“It’s no problem at all,” Jane says without looking up. Once she finishes chopping the nuts and tossing them in the bowl, she spins around and opens a cupboard behind her to grab a large bottle of olive oil and balsamic vinegar.
She moves around the kitchen like it’s her own.
The three of us chat as Nikolai gets everyone a refill. Jane fills us in on her latest work drama, which mostly consists of her disdain for her co-workers at the new law firm she was recently hired at. Scar raves about a new nightclub that opened in Vegas that she DJ’d at last week and the three of us all vow to go check it out soon.
The idea of a girls’ trip sends a thrill through me. I’ve never been on one before, never had enough girlfriends to go with and it’s definitely not something Daniel would’ve let me do on my own.
But I can just picture the look on Hayden’s face as I send him video after video of the three of us running around the streets of Vegas with a smile on his face and texting Walker to lament over our time away.
Reid stands off to the side of the kitchen, leaning against the end of the counter, silently sipping on his beer.
Hayden didn’t go over and say anything to him when we arrived besides giving a nod of acknowledgment that Reid surprisingly returned.
Scar and Jane had exchanged a look at seeing it, a spark of hope between them.
A timer goes off and Jane turns toward the stove, running face-first into Nikolai who was walking through to grab a fresh bottle of wine.
He steadies her as she wobbles slightly, but drops his hand from her back quickly as if it burned him.
They exchange a look I can’t quite decipher and I peer out of the corner of my eye toward Scar to see if she just saw what I did, but her face is buried in her phone.
I turn my head slightly to see if Hayden was paying attention, but he and Walker are too wrapped up in their own conversation.
Grabbing my glass of cabernet, I slide out of Hayden’s lap, leaving him with a quick kiss as I walk over to the large, open doors looking out over the view.
A soft breeze kisses my skin, a floral note in the air from the flowers Nikolai has around his landscaping. The low music floating through the built-in speakers is barely audible among the chatter of everyone’s conversations. But I take this moment for myself, enjoying the taste of the wine on my tongue and the air on my face.
That is until a shadow steps into my periphery and I look out of the corner of my eye to see Reid standing next to me. He looks out at the same view I’m taking in, but with less appreciation in his eye and more jadedness.

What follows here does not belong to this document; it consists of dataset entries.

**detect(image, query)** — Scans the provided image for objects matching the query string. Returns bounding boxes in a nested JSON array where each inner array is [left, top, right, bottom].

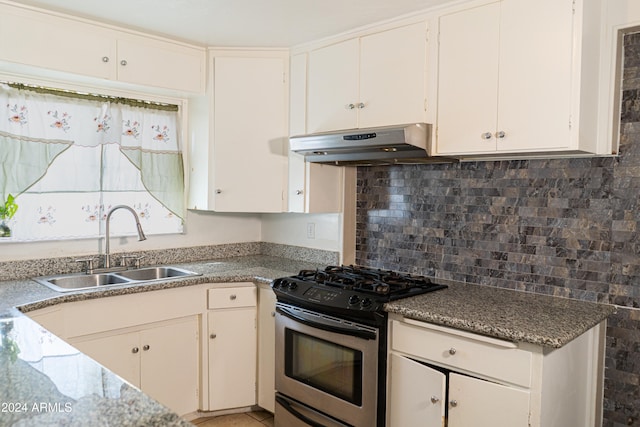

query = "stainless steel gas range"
[[272, 265, 447, 427]]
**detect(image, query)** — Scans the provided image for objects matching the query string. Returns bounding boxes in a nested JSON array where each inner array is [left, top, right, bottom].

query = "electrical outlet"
[[306, 223, 316, 239]]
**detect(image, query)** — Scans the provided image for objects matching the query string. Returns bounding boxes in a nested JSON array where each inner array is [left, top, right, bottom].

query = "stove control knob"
[[348, 295, 360, 305], [360, 298, 372, 308], [287, 282, 298, 291]]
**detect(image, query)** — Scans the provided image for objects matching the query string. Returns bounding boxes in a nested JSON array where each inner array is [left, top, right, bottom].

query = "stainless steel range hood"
[[290, 123, 456, 166]]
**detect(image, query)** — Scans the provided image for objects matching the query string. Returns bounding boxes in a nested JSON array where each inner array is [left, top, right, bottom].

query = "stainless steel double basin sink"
[[33, 266, 201, 292]]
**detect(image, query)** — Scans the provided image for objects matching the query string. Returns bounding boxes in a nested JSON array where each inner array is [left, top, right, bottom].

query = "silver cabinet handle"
[[132, 347, 139, 354], [449, 348, 457, 355], [346, 103, 356, 110], [215, 189, 222, 194], [495, 131, 506, 139], [210, 333, 216, 339], [450, 400, 458, 407], [481, 132, 493, 140], [357, 102, 365, 109], [143, 344, 150, 351], [271, 311, 276, 317], [296, 189, 303, 195], [430, 396, 440, 404], [120, 59, 128, 66], [230, 294, 237, 300], [102, 56, 110, 63]]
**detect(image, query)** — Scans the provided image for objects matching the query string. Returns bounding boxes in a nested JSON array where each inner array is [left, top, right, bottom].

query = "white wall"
[[260, 212, 343, 253], [0, 210, 262, 261]]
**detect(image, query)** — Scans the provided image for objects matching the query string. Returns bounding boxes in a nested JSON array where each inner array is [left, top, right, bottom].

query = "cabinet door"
[[448, 373, 530, 427], [496, 0, 573, 152], [208, 307, 257, 410], [307, 39, 359, 133], [436, 2, 501, 155], [359, 22, 427, 128], [387, 354, 445, 427], [212, 56, 288, 212], [289, 53, 345, 213], [257, 286, 277, 412], [140, 317, 199, 416], [70, 331, 140, 387], [0, 4, 115, 80], [116, 37, 205, 93]]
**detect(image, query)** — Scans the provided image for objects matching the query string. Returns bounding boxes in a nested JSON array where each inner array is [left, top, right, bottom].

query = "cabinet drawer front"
[[208, 286, 256, 309], [390, 320, 532, 387]]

We haven’t spoken to each other yet tonight. Not that I really ever have had much to say to Reid. Even back on tour, our paths didn’t cross much and besides the occasional ‘thumbs up’ to my texts when I send photos to the guys for their socials, we don’t have much interaction.

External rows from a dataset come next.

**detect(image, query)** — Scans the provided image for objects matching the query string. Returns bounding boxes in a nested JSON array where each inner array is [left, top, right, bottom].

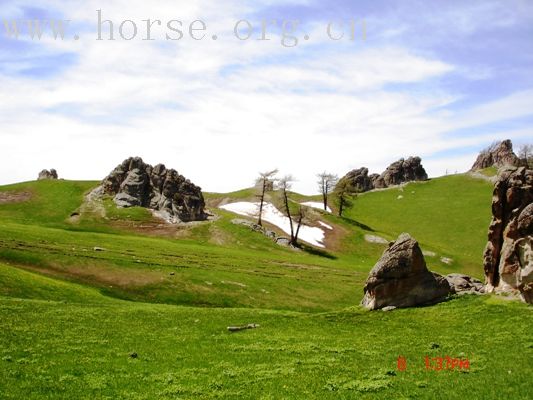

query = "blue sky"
[[0, 0, 532, 193]]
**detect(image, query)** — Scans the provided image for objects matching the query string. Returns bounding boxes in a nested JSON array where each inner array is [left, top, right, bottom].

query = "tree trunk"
[[338, 195, 344, 217], [283, 189, 294, 242], [258, 180, 266, 226], [292, 210, 303, 246]]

But I take his coming over here as a sign that he has something to say to me and doesn’t know how to be the first one to open the conversation.
“Thank you,” I say, breaking the ice.
“For what?” He doesn’t look my way as he asks, so I follow his lead and continue to stare out at the setting sun.
“For what you did. For punching Daniel.” It sounds strange to thank someone for punching another human being, but I don’t care about proprieties. It felt good to see those photos of Reid cocking his arm back and connecting with Daniel’s jaw.
“Fucker deserved it,” Reid says, lip curled in distaste.
“Not going to argue with you on that.”
Reid shoots me a humorous look, and I smile at him in return. He doesn’t offer me kind words, or a hug like the others, but there’s so much behind the small look he gives me that sends assurance through me in a wave, giving air back into my lungs that I didn’t realize I was missing. There’s something to be said about these people around me, closest to me, to the man I love, all knowing about my past choices and accepting me.
They’re a family, dysfunctional and broken as they may be at the moment, but they’ve all accepted me as one of their own and were willing to go to bat for me.
This feels like an olive branch, not so much between him and I but hopefully between him and Hayden.
Which speaking of…
“I know you didn’t just do it for me, so yeah”—I take a sip of my wine to clear the lump in my throat—“thank you. Again.”
Hayden told me about his conversation with Reid. How he told Hayden he didn’t want him to feel guilty in the aftermath of everything that he had physically harmed someone. And while Hayden maintained that he wouldn’t have felt guilty, I could see in his face that he was trying to assure himself as much as he was me.
From the photos I saw of the fight, the same sense of peace that I see on Hayden’s face when he’s edging me, wringing out my body for everything it’s worth and fully in control of the situation, is exactly what I saw on Reid’s face as he held Daniel’s shirt in one hand and drew back his other to deliver another blow.
Reid gives the slightest shrug of his shoulders in response before taking a long swig of his beer.